Die dritte Firma im PIA1- Betriebsversuch der deutschen Post mit Start am 24.4.1998 war die Firma Mettler- Toledo. Eine Abhandlung erfolgte bereits in leicht veränderter Form im Themenbereich Freimachung mit Automatenmarken (s.dort).

Beim Gerätehersteller Mettler-Toledo wurde für das PIA- System  ein eigener Münzwertzeichendrucker entwickelt in Zusammenarbeit mit der Fa. Hectronic einer Firmentochter der Fa. Kienzle.

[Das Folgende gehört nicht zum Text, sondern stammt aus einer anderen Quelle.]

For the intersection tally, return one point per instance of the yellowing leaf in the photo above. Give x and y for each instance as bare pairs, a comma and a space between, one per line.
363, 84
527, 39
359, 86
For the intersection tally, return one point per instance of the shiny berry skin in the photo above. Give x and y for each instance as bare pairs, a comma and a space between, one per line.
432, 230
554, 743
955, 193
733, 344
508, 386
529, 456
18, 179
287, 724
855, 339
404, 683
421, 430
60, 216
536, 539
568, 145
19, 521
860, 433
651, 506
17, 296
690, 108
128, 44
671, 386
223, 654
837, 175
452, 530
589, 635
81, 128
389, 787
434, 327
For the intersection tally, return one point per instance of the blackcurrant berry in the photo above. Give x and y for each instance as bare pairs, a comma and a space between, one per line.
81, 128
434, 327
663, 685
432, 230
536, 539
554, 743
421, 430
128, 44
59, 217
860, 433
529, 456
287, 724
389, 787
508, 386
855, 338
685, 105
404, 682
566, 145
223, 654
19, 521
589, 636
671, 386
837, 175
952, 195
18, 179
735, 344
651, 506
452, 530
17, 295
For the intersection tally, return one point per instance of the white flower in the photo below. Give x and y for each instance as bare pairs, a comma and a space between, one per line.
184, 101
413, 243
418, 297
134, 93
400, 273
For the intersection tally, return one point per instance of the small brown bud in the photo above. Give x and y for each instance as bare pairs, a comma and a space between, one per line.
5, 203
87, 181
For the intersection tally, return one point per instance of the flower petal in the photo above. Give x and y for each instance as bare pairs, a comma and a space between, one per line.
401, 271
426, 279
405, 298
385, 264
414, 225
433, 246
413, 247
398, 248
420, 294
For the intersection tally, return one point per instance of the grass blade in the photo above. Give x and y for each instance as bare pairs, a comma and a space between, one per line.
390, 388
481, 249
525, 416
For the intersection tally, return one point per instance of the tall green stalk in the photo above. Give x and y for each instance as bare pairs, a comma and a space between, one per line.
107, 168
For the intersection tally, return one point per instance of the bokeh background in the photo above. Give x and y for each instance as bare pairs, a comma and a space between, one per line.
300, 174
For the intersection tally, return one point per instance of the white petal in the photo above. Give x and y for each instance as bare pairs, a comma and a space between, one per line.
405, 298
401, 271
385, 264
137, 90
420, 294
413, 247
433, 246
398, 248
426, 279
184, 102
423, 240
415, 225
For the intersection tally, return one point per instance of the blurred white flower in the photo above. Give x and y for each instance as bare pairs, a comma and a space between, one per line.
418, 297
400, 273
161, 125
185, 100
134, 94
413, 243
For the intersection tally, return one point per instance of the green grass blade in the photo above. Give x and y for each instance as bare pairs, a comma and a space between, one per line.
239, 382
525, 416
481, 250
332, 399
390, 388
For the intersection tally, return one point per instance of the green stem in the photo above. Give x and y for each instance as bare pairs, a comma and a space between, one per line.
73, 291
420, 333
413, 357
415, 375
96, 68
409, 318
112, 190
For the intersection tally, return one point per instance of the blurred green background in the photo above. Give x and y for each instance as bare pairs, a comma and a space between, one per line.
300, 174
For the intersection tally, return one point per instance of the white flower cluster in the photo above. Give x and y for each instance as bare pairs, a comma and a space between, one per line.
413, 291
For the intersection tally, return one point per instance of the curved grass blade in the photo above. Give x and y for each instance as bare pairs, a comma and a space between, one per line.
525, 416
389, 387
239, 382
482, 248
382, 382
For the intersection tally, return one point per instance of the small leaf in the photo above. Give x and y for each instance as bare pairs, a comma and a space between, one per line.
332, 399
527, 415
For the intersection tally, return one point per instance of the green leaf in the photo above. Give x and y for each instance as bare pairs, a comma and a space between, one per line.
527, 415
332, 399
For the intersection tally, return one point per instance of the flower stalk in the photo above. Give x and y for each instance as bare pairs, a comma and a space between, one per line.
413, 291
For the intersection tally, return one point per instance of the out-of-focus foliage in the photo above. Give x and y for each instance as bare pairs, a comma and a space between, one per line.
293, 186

                                                          
                                                                       

                                      PIA- Automat der Fa.Mettler-Toledo in Zusammenarbeit mit Fa.Hectronic (Kienzle)
           
Die Abbildung stammt aus der Firmenwerbekarte, die an den 6. PIA-Standorten der Fa. Mettler-Toledo in Bochum 6 und 11, Köln 1, Schweinfurt 11, Trier 1 und 11  abgegeben wurde.
Auch hier sieht man auf der Konsole den Waagenbereich und darüber die Auswurfschale für Quittungen und Automatenbriefmarken angeordnet. In Sichthöhe dann wie bei den anderen Pia- Automaten war der Bildschirm platziert und rechts daneben der Geldeinwurf.

Das PIA- System ( Porto-, Informations- und Ausgabesystem) war ein Automations- und Selbstbedienungsversuch der dt.Post und dem Schalterbetrieb vorgelagert, um hier eine Entlastung zu erreichen. Die PIA- Automaten konnten direkt als Münzwertzeichendrucker für Automatenmarken benutzt werden oder  wenn gewünscht noch zur Briefportobestimmung. Bei der Portobestimmung wurde der Brief  ( bis 1000g wurden akzeptiert ) auf einer Auflage gleich gewogen  und vermessen. Über die Tastensteuerung  bei Mettler- Toledo neben dem Bildschirm ( auf jeder Seite 3 Wahlmöglichkeiten) konnten Versendungsarten abgefragt werden und zum aufgelegten Brief die errechnete passende ATM ausgedruckt werden. Auch eine Quittungsabgabe über den Betrag war möglich im 24 Nadeldruck auf Normalpapier!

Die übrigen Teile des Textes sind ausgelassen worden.